This work addresses the excessive noise introduced by existing certified unlearning methods, which naively adopt the global sensitivity from differential privacy and thereby degrade model utility. Recognizing the fundamental objective difference between certified unlearning and differential privacy, we propose a novel notion of “retention sensitivity” that precisely captures the worst-case output change induced by a deletion operation while keeping the retained dataset fixed. Leveraging this refined sensitivity measure, we design a new noise calibration mechanism and provide both theoretical and empirical analyses on tasks including minimum spanning tree weight estimation, principal component analysis (PCA), and empirical risk minimization. Experimental results demonstrate that, under the same certification guarantees, our approach significantly reduces injected noise, enhances model utility, and effectively improves two mainstream certified unlearning algorithms.

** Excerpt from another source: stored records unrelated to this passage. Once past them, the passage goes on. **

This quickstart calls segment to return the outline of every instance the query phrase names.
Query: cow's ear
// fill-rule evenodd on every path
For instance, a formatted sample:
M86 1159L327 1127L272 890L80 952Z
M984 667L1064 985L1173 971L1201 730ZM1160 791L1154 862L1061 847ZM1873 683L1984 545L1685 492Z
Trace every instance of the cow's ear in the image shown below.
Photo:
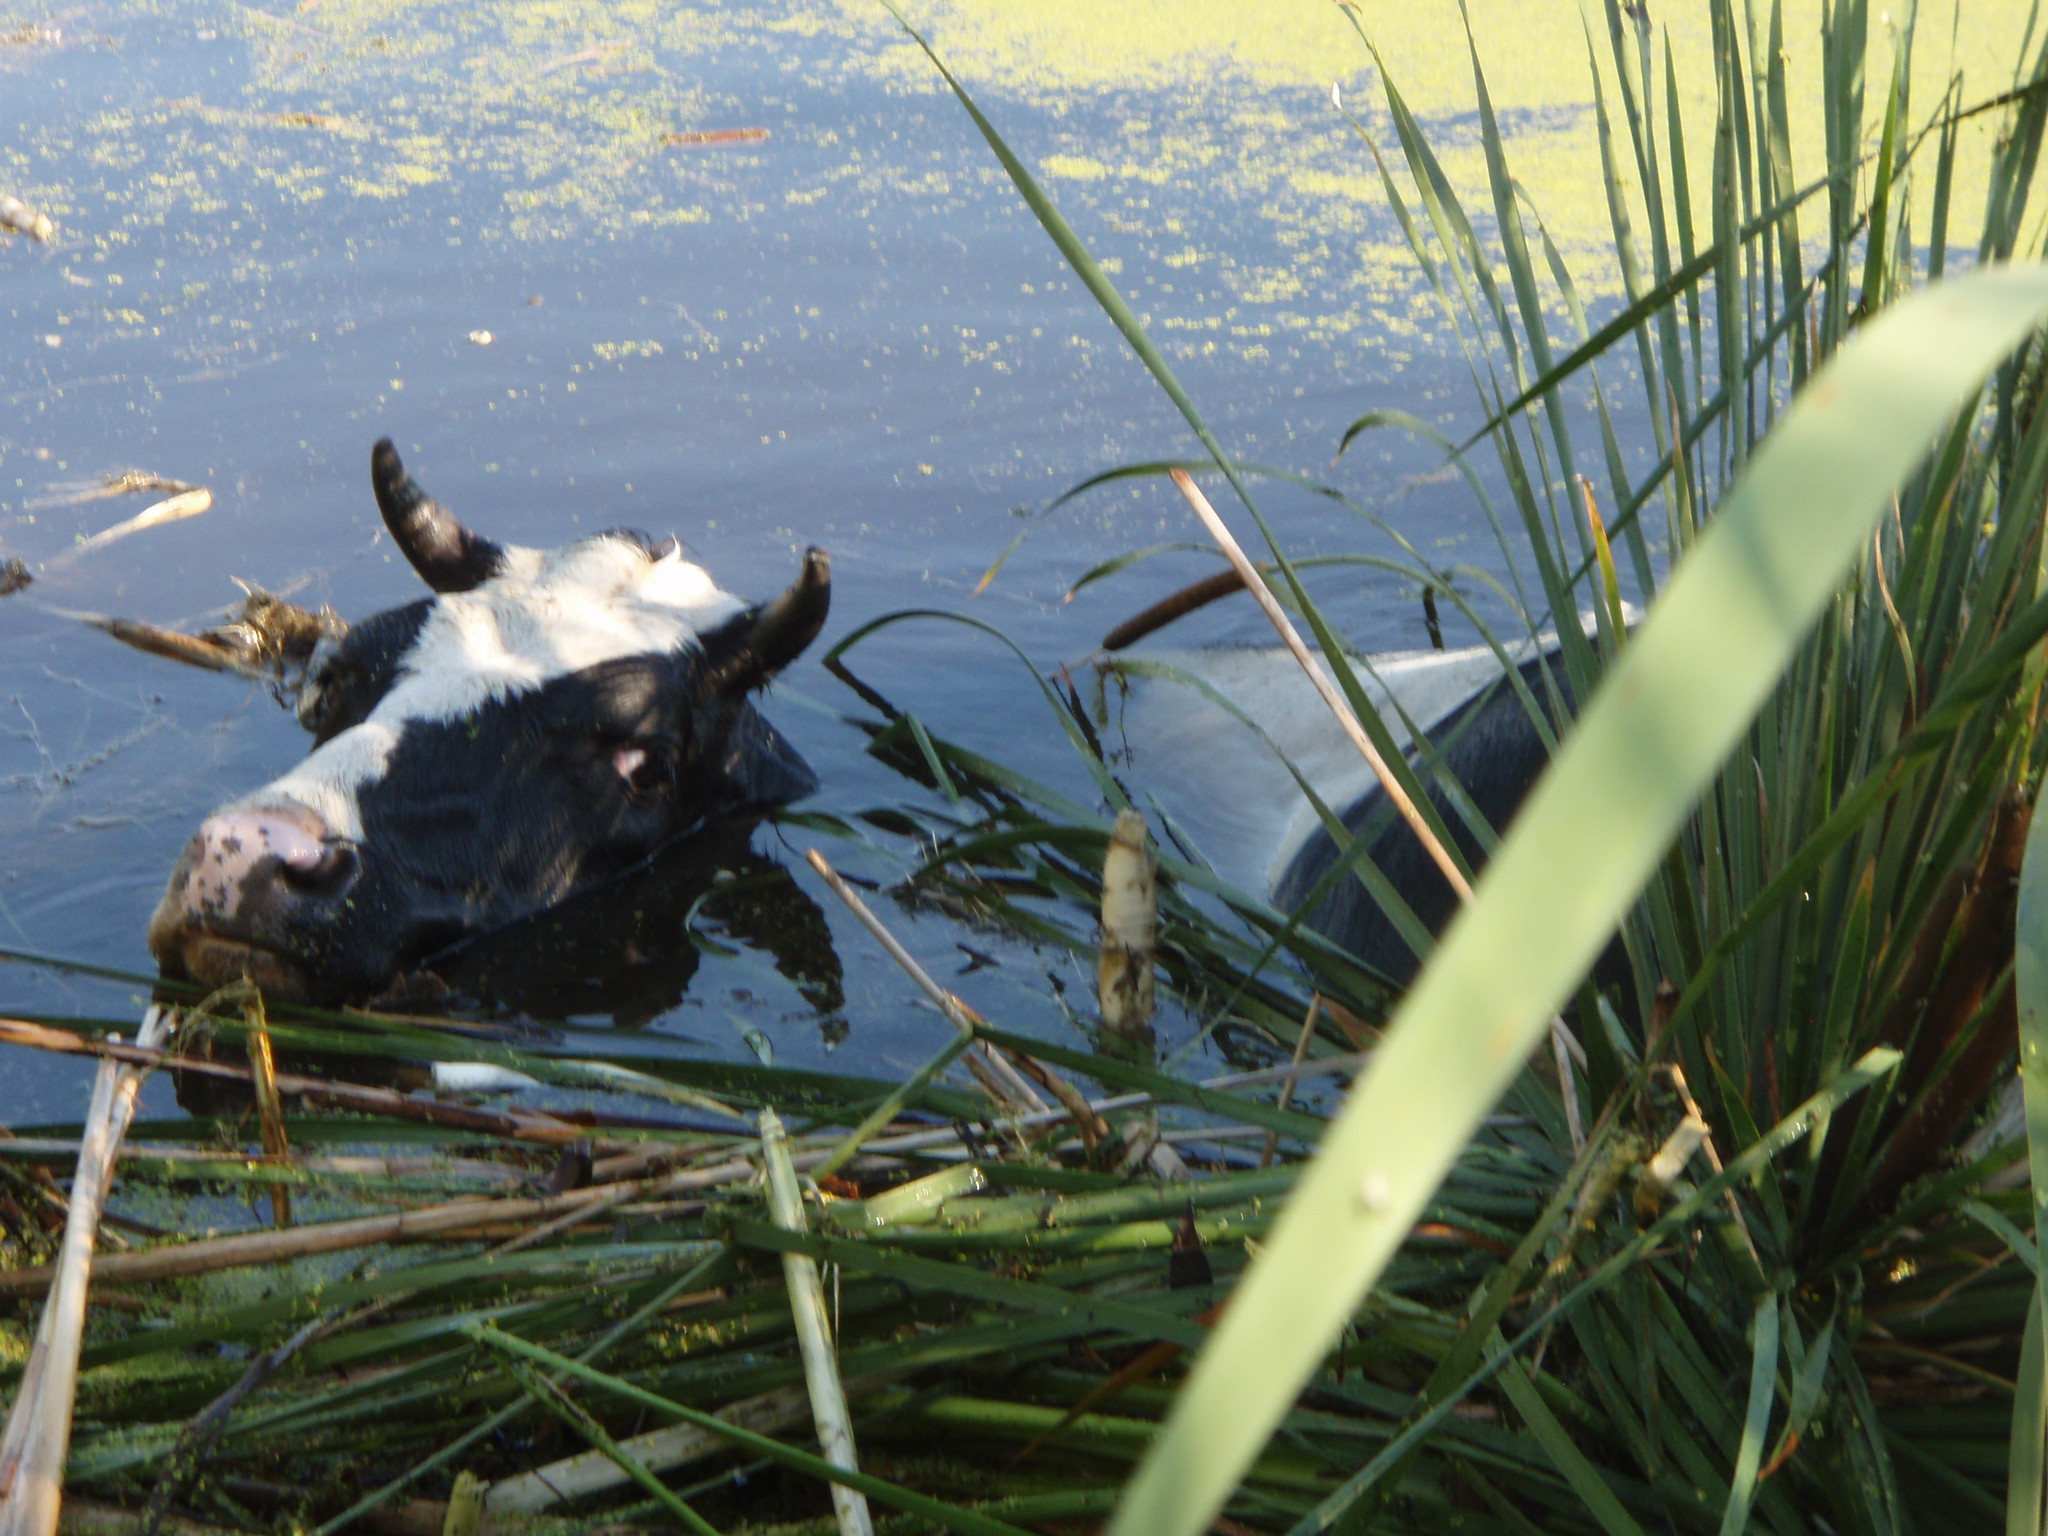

Certified machine unlearning aims to provably remove the influence of a deletion set $U$ from a model trained on a dataset $S$, by producing an unlearned output that is statistically indistinguishable from retraining on the retain set $R:=S\setminus U$. Many existing certified unlearning methods adapt techniques from Differential Privacy (DP) and add noise calibrated to global sensitivity, i.e., the worst-case output change over all adjacent datasets. We show that this DP-style calibration is often overly conservative for unlearning, based on a key observation: certified unlearning, by definition, does not require protecting the privacy of the retained data $R$. Motivated by this distinction, we define retain sensitivity as the worst-case output change over deletions $U$ while keeping $R$ fixed. While insufficient for DP, retain sensitivity is exactly sufficient for unlearning, allowing for the same certificates with less noise. We validate these reductions in noise theoretically and empirically across several problems, including the weight of minimum spanning trees, PCA, and ERM. Finally, we refine the analysis of two widely used certified unlearning algorithms through the lens of retain sensitivity, leveraging the regularity induced by $R$ to further reduce noise and improve utility.